Poco a poco, el matrimonio como meta tuvo que ser postergado: hacia mediados del siglo XIX el servicio en la casa del señor acaudalado y de la señora deslumbrada con los encantos de la burguesía adquirió un carácter permanente y las domésticas –ya fueran amas de llaves, cocineras, criadas, sirvientas, camareras, institutrices o niñeras- que decidían casarse rendidas al llamado de su prometido que las reclamaba desde su pueblo, o las que quedaban “fatalmente” embarazadas eran inmediatamente despedidas.
Si, acosada por las preguntas, la joven confesaba quién era el padre del bebé a cambio de algún tipo de protección para ella y su hijo, su futuro dependía de la buena voluntad de los señores dependiendo de si el padre del niño era el mismo señor de la casa o alguno de los hijos, tíos, primos, sobrinos y allegados de la familia de “buen nombre”.
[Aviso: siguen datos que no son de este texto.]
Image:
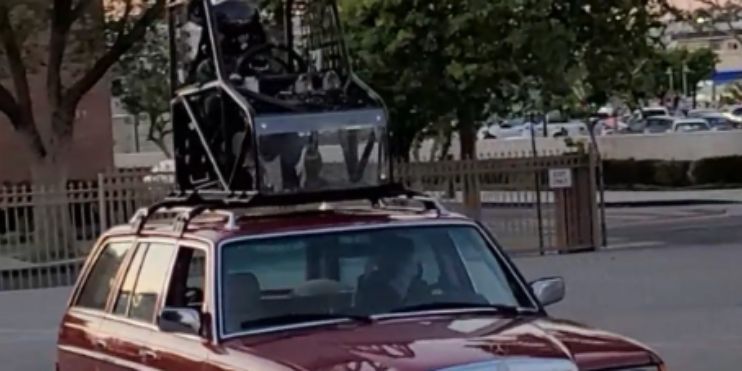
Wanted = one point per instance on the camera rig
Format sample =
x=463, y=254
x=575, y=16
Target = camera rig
x=264, y=100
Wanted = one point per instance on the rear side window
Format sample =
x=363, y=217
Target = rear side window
x=102, y=276
x=144, y=282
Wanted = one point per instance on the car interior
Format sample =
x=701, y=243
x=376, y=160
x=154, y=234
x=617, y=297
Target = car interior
x=338, y=274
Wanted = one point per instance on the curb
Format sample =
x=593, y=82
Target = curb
x=623, y=204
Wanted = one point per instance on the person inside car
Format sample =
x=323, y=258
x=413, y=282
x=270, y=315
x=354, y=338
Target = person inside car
x=395, y=282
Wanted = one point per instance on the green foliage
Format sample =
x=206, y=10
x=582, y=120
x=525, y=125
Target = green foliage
x=461, y=61
x=673, y=174
x=142, y=83
x=719, y=170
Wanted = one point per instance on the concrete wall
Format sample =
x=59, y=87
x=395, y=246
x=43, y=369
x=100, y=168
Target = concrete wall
x=682, y=146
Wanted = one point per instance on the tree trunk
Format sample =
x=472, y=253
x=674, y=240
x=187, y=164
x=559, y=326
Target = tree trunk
x=468, y=140
x=54, y=233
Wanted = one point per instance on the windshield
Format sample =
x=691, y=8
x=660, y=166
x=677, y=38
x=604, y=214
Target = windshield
x=719, y=123
x=691, y=126
x=654, y=112
x=361, y=273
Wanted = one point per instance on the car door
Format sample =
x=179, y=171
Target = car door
x=128, y=327
x=187, y=289
x=79, y=337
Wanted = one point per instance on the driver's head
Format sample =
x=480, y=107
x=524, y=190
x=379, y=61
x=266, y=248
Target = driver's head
x=397, y=261
x=239, y=18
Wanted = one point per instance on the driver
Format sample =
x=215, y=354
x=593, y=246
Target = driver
x=395, y=282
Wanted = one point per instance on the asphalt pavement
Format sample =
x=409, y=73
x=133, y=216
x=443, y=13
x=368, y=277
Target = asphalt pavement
x=670, y=278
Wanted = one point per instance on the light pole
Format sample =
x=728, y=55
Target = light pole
x=685, y=80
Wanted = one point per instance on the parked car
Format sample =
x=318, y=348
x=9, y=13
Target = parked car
x=690, y=125
x=505, y=129
x=654, y=111
x=658, y=124
x=557, y=129
x=718, y=121
x=317, y=289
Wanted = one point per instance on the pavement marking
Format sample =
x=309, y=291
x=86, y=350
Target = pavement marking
x=629, y=245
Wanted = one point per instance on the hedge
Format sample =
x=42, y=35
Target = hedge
x=669, y=174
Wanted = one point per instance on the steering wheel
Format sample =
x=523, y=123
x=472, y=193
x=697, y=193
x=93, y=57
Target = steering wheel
x=265, y=54
x=194, y=296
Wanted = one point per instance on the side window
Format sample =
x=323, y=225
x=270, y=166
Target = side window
x=144, y=282
x=425, y=256
x=277, y=264
x=121, y=307
x=102, y=276
x=151, y=281
x=482, y=266
x=188, y=279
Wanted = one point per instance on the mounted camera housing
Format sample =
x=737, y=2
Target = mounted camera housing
x=265, y=100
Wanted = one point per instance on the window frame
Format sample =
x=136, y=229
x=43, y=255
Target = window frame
x=90, y=263
x=145, y=241
x=208, y=289
x=508, y=267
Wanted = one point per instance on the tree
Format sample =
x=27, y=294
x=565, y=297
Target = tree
x=718, y=16
x=434, y=60
x=72, y=56
x=143, y=85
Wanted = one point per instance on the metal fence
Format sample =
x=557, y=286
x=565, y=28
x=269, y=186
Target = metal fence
x=46, y=232
x=515, y=196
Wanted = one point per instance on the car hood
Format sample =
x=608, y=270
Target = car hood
x=438, y=342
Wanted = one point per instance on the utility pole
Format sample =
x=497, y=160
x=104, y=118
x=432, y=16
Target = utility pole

La muchacha podía ser despedida y remitida a su pueblo con el niño y deshonrada; podía ser tolerada en la casa hasta el nacimiento del bebé, el cual era inmediatamente llevado a un orfanato o podía mantener a su hijo con ella viviendo en la zona reservada a los criados hasta que el “bastardo” alcanzara una edad en la que comenzaba trabajar sin recibir ninguna remuneración.
La necesidad económica, la postergación del matrimonio y el temor al embarazo fue una combinación fatal, puesto que condenó a un celibato permanente a miles de mujeres que no podían prescindir del poco dinero que ganaban: muchas de ellas mantenían a sus padres ancianos o enfermos, o a sus hermanos pequeños hasta que crecían. Cuando éstos ya podían empezar a ganarse la vida por sí mismos, la hermana ya era mayor y no estaba en edad “casadera” y pasaba a la detestada categoría de las solteronas.
Decenas de novelas registran estas dolorosas travesías de la vida privada de las mujeres, y miles de telenovelas de todas las latitudes, relatan con mayor o menor conciencia social, la historia del amor entre el educado señor de la casa y la rústica empleada doméstica. Quienes hayan disfrutado de la película de Lo que queda del día, novela de Kazuo Ishiguro llevada al cine por James Ivory, tendrán un completo retrato de ese mundo secreto que detrás de los grandes salones y lujosas habitaciones, vivían los criados en su cocina, atiborrados pasajes y pequeñas habitaciones en lugares ocultos de la casa.
Las empleadas domésticas lo habían tenido todo: promiscuidad pero sin conocer la intimidad; exilio sin esperar regreso ninguno; manejo de la casa pero no hogar. De ahí que de entre las múltiples y sordas soledades que nos habitan, haya surgido un doloroso dicho: “Soledad es vivir en casa ajena”.